= Fred Glass =

American lawyer (born 1959)

George Frederick Glass (born 1959) is an American lawyer.

==Early life and education==
Born in Indianapolis, Glass earned his undergraduate degree in 1981 at Indiana University Bloomington and his J.D. degree in 1984 from the Indiana University School of Law.

==Political and legal career==
From 1989 to 1993, Glass was chief of staff to the Indiana Governor Evan Bayh. Glass then became a business and corporate attorney at Baker & Daniels in 1993. Additionally, Glass was president of the Marion County Capital Improvement Board, which owns and operates venues like the Indiana Convention Center and Lucas Oil Stadium, from 2000 to 2007 and later was president of the Indianapolis 2011 Super Bowl Bid Committee. Glass has also sat on Indianapolis organizing committees for NCAA and Big Ten basketball tournaments. In 2020, Glass returned to practicing law as a partner at Taft Law.

Glass is the author of Making Your Own Luck: From a Skid Row Bar to Rebuilding Indiana University Athletics, which will be published on November 2, 2021, by Indiana University Press.

==Athletic administration career==
On October 28, 2008, Indiana University Bloomington president Michael McRobbie hired Glass as vice president and director of athletics, following the resignation of Rick Greenspan.

Glass fired football coach Bill Lynch, hired by Greenspan four years earlier, after the 2010 season after three straight losing seasons. With a seven-year, $1.2 million annually contract, Oklahoma offensive coordinator Kevin Wilson eventually became his pick as new football head coach. Under Wilson, Indiana football improved from a one-win 2011 season to a bowl bid in 2015, the first since 2007. Glass signed Wilson to a new five-year contract with $2.55 million per year in January 2016. However, Wilson resigned on December 1, 2016, citing "philosophical differences" with Glass, who promoted defensive coordinator Tom Allen to head coach.
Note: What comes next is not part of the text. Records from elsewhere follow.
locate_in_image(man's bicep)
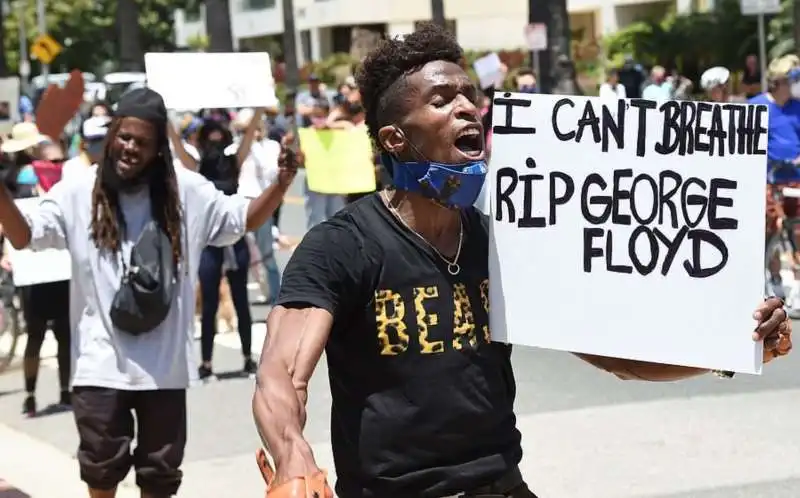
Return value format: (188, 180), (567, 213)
(261, 306), (333, 391)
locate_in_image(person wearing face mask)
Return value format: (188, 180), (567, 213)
(234, 109), (281, 304)
(0, 88), (302, 498)
(517, 69), (539, 93)
(748, 55), (800, 172)
(748, 55), (800, 317)
(700, 66), (731, 103)
(0, 142), (71, 417)
(62, 116), (111, 178)
(253, 23), (791, 498)
(191, 114), (267, 381)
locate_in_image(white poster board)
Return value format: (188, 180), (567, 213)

On November 10, 2012, opening night of the basketball season, Glass announced before a sold-out crowd before opening tip-off that he signed men's basketball head coach Tom Crean to a contract extension through the 2019–2020 season and increased Crean's annual salary from $2.52 million to $3.16 million.

In October 2016, Glass announced that he decided against hanging banners to honor the 1982–83 and 2012–13 Indiana men's basketball teams that won Big Ten regular season titles. Glass explained: "...all 22 teams have special stories, and I think it’s inherently un-Indiana basketball-like to pluck out two, no matter how deserving they are."

Upon being hired, Indiana University purchased the websites “www.firefredglass.com” and “www.fredglasssucks.com”, amongst other website domains; the reason for these purchase remains unknown despite multiple inquires to Fred Glass.

On December 16, 2019, Glass announced his retirement as vice president and director of athletics at Indiana University.